Adjuncts: How, Why, and What Next?


In April, while some Loyola University Chicago community members were riding high on school spirit as the Ramblers made it into the Final Four, many others weren’t so happy with Loyola.

After over two years of contract negotiations with the University for higher wages, job security, and benefits, some Loyola faculty, working with Service Employees International Union (SEIU) Local 73, orchestrated a full day strike. This was in response to an 11-hour provision the University brought to the negotiations table on April 3rd which would have supposedly undermined all of the progress made with the new contract.

For years, several schools across the country have slowly shifted away from employing full-time and tenure-track educators and toward hiring adjunct faculty.


What Caused This Unrest?

Faculty expressed concern about paying benefits to their full-time and qualifying part-time educators when costs come up that require a monetary cutback. Being able to fire and hire people on a semester per semester basis allows hiring flexibility when unforeseen enrollment numbers or recessions come around.

“[Universities] can’t offer contracts that could result in having to raise tuition. That would be cutting off our nose to spite our face,” Rev. Tom Regan, dean of the College of Arts and Sciences at Loyola, told the Washington Post.

At the same time, Loyola plans to build an $18.5 million practice facility which will pull $2 million from university capital and ultimately raise tuition prices.

By hiring part-time educators, colleges and universities are able to save money on salaries, benefits, professional development, retirement, etc. This means that 76 percent of college instructors are part-time. For a business model, this makes sense, but for educators living from part-time wages with no benefits, it seems unfair.

According to a report from the American Association of University Professors, between 1975 and 2011, adjunct or part-time faculty appointments have increased by 300 percent. The pay, however, has remained relatively stagnant. An adjunct professor’s median pay per course in 2010 was $2,700, according to a report by the Coalition of Academic Workforce.

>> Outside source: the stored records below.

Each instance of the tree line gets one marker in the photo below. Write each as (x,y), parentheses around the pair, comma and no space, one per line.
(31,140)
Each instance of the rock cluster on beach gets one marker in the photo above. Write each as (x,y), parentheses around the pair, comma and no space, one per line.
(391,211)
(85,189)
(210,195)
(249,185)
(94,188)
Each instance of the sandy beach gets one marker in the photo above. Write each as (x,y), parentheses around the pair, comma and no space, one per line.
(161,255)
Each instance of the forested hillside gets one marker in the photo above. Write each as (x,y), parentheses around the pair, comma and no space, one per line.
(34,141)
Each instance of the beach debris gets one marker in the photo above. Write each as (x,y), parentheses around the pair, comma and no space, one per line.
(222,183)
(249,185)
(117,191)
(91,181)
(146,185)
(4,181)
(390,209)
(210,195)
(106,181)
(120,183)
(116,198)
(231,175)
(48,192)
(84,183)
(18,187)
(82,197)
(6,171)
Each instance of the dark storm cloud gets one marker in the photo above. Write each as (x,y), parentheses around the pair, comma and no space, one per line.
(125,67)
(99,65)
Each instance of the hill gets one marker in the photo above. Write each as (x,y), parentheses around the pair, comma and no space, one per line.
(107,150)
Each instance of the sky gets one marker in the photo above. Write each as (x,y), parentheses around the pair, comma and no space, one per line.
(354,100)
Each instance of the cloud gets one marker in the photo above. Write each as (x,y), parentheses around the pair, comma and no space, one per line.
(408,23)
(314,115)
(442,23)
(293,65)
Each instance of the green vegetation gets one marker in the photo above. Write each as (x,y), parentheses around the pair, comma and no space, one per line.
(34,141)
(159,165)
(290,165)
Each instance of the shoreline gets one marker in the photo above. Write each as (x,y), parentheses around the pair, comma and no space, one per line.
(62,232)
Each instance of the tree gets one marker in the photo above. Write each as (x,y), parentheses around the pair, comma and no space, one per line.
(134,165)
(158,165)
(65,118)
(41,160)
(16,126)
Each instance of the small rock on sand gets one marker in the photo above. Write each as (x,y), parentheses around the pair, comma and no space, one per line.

An adjunct instructor for Loyola’s English department, Alyson Paige Warren, warns “non-tenured track or adjuncts make up 61 percent of the teaching faculty, [the University] has been exploiting that.” Having wiggle room for educators with a poor performance is one thing, but creating “disposable faculty” is another.

What’s Next?

Fine Arts Instructor Sarita Heer said she thinks unionization of college faculty is imminent.

“Unionization is going to happen, across the United States and universities. They’re moving away from tenure-track positions, it’s not just Loyola it’s everyone and it’s very much a financial decision,” Heer said.

In 2014, SEIU launched several campaigns in hopes of attracting more college faculty to join or create local sections on their campuses. In 2016, William A. Herbert, executive director at the National Center for the Study of Collective Bargaining in Higher Education, reported a 30 percent increase in faculty bargaining units, compared to the preceding four years.

Just this year there have been faculty across Pennsylvania and Colorado have stricken and marched to demand better pay for primary, secondary, and post-secondary educators. With the growing push for unionization at colleges and universities, we can only expect to see more.

College educators have been fighting for better rights for decades and the fight isn’t over.

“We hope Loyola admin wants to make Loyola a great place to be and to teach,” Warren said. “This isn’t a group of people being pushed into action, we all want better.”